Kleinman goes on to state "You know what is really outrageous about this? The ALA continues to push its policies on local communities despite having lost on this very issue in the US Supreme Court in 2003. What once used to be a theory that might have been legitimate lost its legitimacy when the ALA lost on the issue six years ago. Yet the ALA continues to insist that anything goes.










Contrast that with the ALA and Deborah Caldwell-Stone. They say the exact opposite.

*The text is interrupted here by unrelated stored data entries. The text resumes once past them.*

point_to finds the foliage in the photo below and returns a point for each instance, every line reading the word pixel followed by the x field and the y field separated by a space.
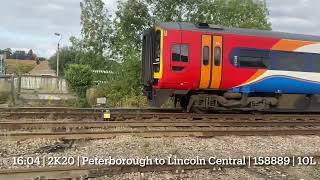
pixel 79 78
pixel 96 30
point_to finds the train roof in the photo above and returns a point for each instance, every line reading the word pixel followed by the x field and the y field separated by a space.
pixel 221 29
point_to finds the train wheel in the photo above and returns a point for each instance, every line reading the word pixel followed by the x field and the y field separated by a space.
pixel 184 101
pixel 199 110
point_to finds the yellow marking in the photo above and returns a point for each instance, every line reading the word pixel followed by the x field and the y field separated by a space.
pixel 205 69
pixel 217 70
pixel 107 115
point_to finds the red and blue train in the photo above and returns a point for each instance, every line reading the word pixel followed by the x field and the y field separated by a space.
pixel 209 67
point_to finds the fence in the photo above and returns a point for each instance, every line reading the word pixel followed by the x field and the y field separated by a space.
pixel 45 84
pixel 42 83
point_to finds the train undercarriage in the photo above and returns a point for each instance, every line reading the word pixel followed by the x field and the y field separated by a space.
pixel 215 101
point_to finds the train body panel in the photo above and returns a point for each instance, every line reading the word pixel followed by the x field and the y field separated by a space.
pixel 214 60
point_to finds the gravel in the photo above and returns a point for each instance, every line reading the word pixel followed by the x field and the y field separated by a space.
pixel 189 147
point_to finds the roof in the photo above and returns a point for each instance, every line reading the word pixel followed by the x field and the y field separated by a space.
pixel 251 32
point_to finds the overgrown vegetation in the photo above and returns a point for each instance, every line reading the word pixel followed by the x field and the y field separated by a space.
pixel 114 43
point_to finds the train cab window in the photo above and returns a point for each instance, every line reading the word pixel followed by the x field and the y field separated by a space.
pixel 180 53
pixel 217 56
pixel 205 55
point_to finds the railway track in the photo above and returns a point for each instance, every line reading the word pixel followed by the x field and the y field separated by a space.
pixel 85 172
pixel 89 124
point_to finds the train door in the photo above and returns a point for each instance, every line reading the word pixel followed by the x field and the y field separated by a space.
pixel 211 61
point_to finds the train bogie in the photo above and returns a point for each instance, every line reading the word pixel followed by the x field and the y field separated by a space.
pixel 211 67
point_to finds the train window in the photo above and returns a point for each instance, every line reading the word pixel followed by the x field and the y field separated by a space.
pixel 184 53
pixel 180 53
pixel 252 62
pixel 253 58
pixel 275 60
pixel 206 55
pixel 217 56
pixel 294 61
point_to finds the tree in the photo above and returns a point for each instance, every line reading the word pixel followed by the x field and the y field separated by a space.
pixel 96 28
pixel 8 52
pixel 79 78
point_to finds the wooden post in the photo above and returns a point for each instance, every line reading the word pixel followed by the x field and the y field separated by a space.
pixel 13 94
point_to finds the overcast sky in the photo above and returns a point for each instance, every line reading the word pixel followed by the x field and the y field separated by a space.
pixel 26 24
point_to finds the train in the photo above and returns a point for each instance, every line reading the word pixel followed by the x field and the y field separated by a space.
pixel 206 67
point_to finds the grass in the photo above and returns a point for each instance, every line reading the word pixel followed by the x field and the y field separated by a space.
pixel 22 66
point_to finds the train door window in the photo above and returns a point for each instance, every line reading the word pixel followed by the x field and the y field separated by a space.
pixel 252 58
pixel 156 61
pixel 205 55
pixel 217 56
pixel 252 62
pixel 180 53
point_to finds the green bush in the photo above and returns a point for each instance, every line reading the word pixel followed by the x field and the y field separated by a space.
pixel 79 78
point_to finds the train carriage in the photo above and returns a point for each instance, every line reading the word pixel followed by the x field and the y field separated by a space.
pixel 209 67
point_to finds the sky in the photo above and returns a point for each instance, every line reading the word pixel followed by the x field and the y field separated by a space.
pixel 31 24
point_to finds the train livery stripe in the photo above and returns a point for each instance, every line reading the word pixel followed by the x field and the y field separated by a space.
pixel 205 69
pixel 158 75
pixel 217 69
pixel 290 45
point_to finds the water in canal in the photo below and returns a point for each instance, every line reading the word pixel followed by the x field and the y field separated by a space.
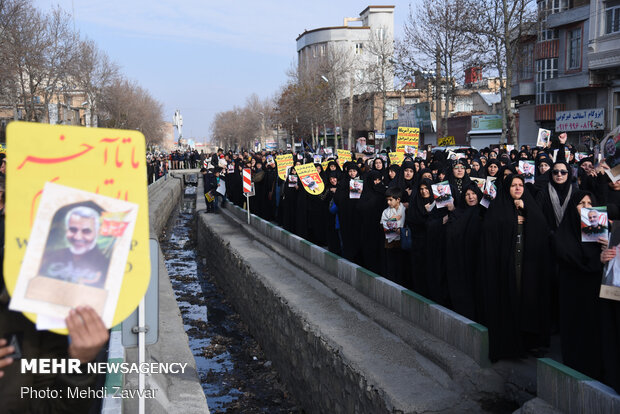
pixel 234 373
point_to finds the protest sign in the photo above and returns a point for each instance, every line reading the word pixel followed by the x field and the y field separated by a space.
pixel 442 194
pixel 356 187
pixel 610 284
pixel 77 249
pixel 284 162
pixel 102 161
pixel 407 140
pixel 292 180
pixel 593 224
pixel 543 137
pixel 343 156
pixel 310 178
pixel 610 150
pixel 396 157
pixel 580 155
pixel 489 193
pixel 445 141
pixel 479 182
pixel 527 168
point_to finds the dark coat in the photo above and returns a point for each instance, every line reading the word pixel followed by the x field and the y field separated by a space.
pixel 517 318
pixel 580 272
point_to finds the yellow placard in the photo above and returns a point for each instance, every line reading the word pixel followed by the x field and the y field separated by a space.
pixel 396 157
pixel 103 161
pixel 445 141
pixel 343 156
pixel 407 140
pixel 283 162
pixel 310 178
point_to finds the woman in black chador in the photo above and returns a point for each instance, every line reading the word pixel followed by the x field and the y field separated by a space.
pixel 348 215
pixel 370 207
pixel 463 251
pixel 332 227
pixel 514 266
pixel 288 204
pixel 421 215
pixel 580 271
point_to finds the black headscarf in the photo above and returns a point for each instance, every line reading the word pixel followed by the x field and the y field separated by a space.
pixel 400 181
pixel 562 189
pixel 463 245
pixel 457 185
pixel 510 311
pixel 493 161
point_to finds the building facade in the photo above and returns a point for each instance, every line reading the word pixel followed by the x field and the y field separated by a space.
pixel 352 42
pixel 571 63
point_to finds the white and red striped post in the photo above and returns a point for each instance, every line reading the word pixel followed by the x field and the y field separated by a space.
pixel 247 187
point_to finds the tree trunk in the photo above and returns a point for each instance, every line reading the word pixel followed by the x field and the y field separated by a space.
pixel 350 137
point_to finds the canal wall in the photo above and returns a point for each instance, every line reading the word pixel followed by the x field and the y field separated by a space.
pixel 337 349
pixel 175 393
pixel 545 386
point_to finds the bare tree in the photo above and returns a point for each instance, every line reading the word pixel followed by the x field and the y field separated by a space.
pixel 380 71
pixel 92 72
pixel 38 51
pixel 495 27
pixel 9 11
pixel 434 42
pixel 126 105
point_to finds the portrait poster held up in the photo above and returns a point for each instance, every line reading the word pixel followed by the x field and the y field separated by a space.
pixel 102 162
pixel 594 224
pixel 543 137
pixel 489 193
pixel 527 168
pixel 77 249
pixel 310 178
pixel 343 156
pixel 442 194
pixel 284 162
pixel 407 140
pixel 610 284
pixel 610 150
pixel 396 157
pixel 356 186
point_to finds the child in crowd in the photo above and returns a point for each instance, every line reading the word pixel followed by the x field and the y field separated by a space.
pixel 392 220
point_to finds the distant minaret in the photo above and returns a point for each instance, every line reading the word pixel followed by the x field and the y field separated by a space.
pixel 177 121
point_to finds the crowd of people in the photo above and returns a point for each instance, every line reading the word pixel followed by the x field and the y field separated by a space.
pixel 511 259
pixel 159 163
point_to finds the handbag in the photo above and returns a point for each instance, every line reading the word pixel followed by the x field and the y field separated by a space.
pixel 405 238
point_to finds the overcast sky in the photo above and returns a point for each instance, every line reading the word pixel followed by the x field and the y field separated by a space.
pixel 204 56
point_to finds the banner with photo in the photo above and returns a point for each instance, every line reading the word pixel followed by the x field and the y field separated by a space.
pixel 99 161
pixel 407 140
pixel 284 162
pixel 310 178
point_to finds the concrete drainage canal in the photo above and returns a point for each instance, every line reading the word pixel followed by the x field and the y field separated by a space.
pixel 234 373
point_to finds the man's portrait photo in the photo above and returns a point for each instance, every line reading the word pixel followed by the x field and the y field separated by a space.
pixel 71 252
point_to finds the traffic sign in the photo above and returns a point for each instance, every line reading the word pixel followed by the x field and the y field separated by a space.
pixel 247 180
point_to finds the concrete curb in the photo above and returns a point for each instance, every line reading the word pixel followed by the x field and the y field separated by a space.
pixel 572 392
pixel 467 336
pixel 336 356
pixel 175 393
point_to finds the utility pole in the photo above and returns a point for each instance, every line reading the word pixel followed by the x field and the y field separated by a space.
pixel 438 93
pixel 350 138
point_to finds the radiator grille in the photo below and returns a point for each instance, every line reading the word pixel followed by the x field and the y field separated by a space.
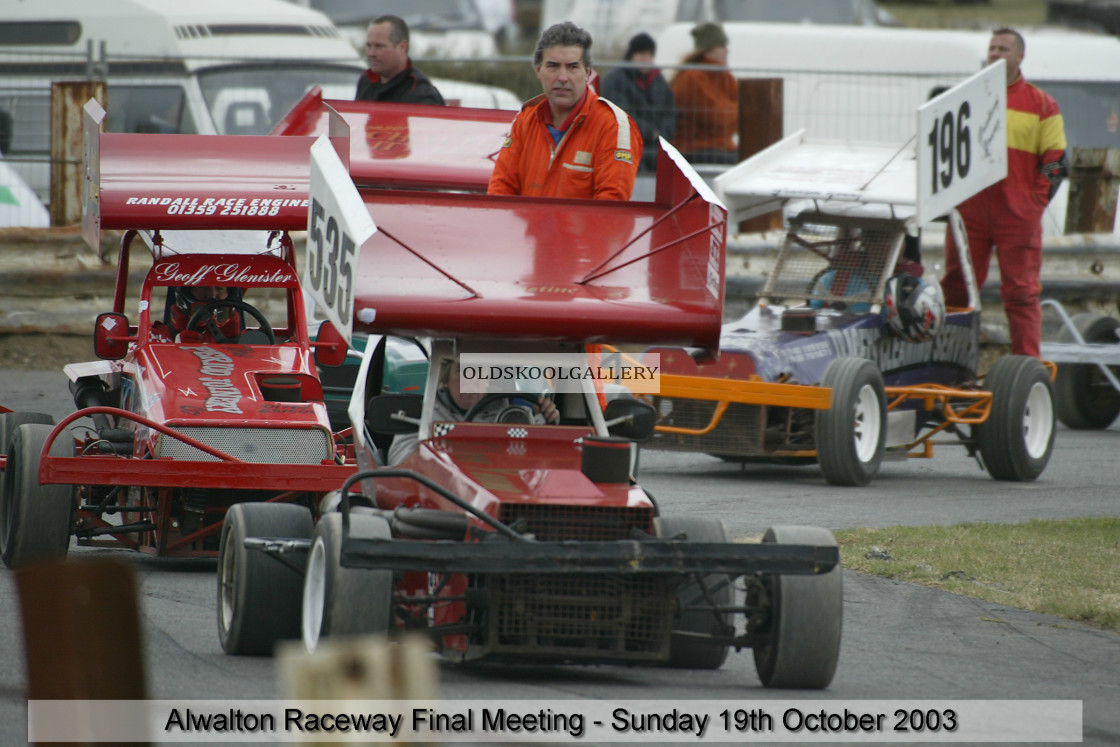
pixel 834 262
pixel 625 617
pixel 556 523
pixel 739 432
pixel 258 445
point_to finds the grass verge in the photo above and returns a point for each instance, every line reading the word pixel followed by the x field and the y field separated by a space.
pixel 1069 568
pixel 1019 13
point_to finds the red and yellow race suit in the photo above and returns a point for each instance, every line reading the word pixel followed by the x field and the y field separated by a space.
pixel 596 158
pixel 1007 215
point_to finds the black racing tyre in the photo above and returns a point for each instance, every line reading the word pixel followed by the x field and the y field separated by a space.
pixel 851 435
pixel 259 596
pixel 1085 399
pixel 684 650
pixel 803 632
pixel 1017 438
pixel 9 421
pixel 337 600
pixel 35 520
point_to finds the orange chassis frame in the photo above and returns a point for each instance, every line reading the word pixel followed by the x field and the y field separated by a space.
pixel 966 407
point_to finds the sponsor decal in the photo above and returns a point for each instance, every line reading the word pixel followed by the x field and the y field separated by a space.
pixel 216 369
pixel 231 206
pixel 220 274
pixel 955 345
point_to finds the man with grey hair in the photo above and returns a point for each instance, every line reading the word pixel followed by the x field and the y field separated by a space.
pixel 391 75
pixel 568 141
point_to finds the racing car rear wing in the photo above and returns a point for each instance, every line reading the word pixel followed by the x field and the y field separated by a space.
pixel 960 148
pixel 192 181
pixel 408 146
pixel 446 264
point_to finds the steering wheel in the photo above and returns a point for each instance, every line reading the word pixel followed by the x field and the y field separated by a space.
pixel 208 310
pixel 493 397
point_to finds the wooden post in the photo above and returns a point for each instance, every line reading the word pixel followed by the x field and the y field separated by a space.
pixel 82 633
pixel 761 112
pixel 1094 178
pixel 360 668
pixel 67 145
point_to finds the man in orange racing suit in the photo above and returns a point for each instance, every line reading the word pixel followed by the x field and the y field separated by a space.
pixel 1008 214
pixel 568 141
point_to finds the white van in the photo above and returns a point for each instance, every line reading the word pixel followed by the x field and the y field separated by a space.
pixel 193 66
pixel 613 22
pixel 862 83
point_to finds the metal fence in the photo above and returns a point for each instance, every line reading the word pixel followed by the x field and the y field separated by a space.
pixel 837 104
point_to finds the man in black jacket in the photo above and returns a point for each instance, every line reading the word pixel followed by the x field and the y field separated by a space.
pixel 645 95
pixel 391 75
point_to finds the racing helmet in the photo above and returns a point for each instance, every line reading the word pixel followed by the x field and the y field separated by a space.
pixel 915 308
pixel 187 300
pixel 838 281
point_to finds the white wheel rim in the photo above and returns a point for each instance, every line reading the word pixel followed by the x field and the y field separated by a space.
pixel 867 429
pixel 314 595
pixel 1037 420
pixel 229 571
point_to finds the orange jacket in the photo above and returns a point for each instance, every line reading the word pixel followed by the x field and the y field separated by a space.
pixel 708 105
pixel 597 157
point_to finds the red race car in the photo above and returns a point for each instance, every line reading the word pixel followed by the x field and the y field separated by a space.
pixel 497 534
pixel 210 394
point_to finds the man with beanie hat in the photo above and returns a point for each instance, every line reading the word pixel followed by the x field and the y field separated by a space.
pixel 645 95
pixel 708 101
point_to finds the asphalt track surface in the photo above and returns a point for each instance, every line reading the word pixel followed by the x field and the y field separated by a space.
pixel 901 642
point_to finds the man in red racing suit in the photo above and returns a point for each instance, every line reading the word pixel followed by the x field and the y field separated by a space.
pixel 1008 214
pixel 568 141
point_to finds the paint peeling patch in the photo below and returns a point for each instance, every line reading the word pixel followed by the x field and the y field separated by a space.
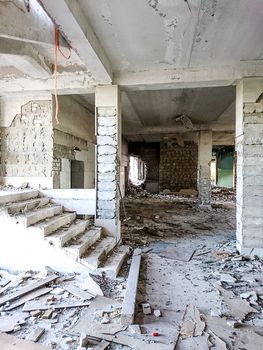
pixel 154 4
pixel 170 25
pixel 209 7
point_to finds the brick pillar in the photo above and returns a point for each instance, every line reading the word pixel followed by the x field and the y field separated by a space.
pixel 204 159
pixel 108 121
pixel 249 147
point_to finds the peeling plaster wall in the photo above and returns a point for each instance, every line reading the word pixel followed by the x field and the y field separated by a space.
pixel 27 146
pixel 150 154
pixel 73 140
pixel 74 119
pixel 249 147
pixel 107 167
pixel 124 172
pixel 178 166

They say protecting young library users from material inappropriate for minors is not legitimate and not compelling. They say it is actually censorship.

The apple doesn't fall far from the tree, though, does it?  Just take a look at how Caldwell-Stone's, and Non Censor's, activities mimic the battle cry of the former (now deceased) leader of the ALA, Judith Krug, who once stated ""Parents who would tell their children not to read Playboy'don't really care about their kids growing up and learning to think and explore.'"

2 comments:

Mpeterson said...

Potter's view was superseded in later decisions.

SafeLibraries® said...

Professor, could you please specify? Thanks.